Re: [PATCH] mm/vmalloc: request large order pages from buddy allocator

From: Dev Jain

Date: Thu Dec 11 2025 - 22:56:03 EST

On 11/12/25 9:54 pm, Uladzislau Rezki wrote:

On Thu, Dec 11, 2025 at 09:13:28PM +0530, Dev Jain wrote:

On 11/12/25 9:09 pm, Uladzislau Rezki wrote:

On Thu, Dec 11, 2025 at 03:28:56PM +0000, Ryan Roberts wrote:

On 10/12/2025 22:28, Vishal Moola (Oracle) wrote:

On Wed, Dec 10, 2025 at 01:21:22PM +0000, Ryan Roberts wrote:

Hi Vishal,

On 21/10/2025 20:44, Vishal Moola (Oracle) wrote:

Sometimes, vm_area_alloc_pages() will want many pages from the buddy
allocator. Rather than making requests to the buddy allocator for at
most 100 pages at a time, we can eagerly request large order pages a
smaller number of times.

We still split the large order pages down to order-0 as the rest of the
vmalloc code (and some callers) depend on it. We still defer to the bulk
allocator and fallback path in case of order-0 pages or failure.
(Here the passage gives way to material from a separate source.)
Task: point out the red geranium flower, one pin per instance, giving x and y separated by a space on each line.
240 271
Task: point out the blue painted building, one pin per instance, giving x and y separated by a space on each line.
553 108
Running 1000 iterations of allocations on a small 4GB system finds:

1000 2mb allocations:
[Baseline] [This patch]
real 46.310s real 0m34.582
user 0.001s user 0.006s
sys 46.058s sys 0m34.365s

10000 200kb allocations:
[Baseline] [This patch]
real 56.104s real 0m43.696
user 0.001s user 0.003s
sys 55.375s sys 0m42.995s

I'm seeing some big vmalloc micro benchmark regressions on arm64, for which
bisect is pointing to this patch.

Ulad had similar findings/concerns[1]. Tldr: The numbers you are seeing
are expected for how the test module is currently written.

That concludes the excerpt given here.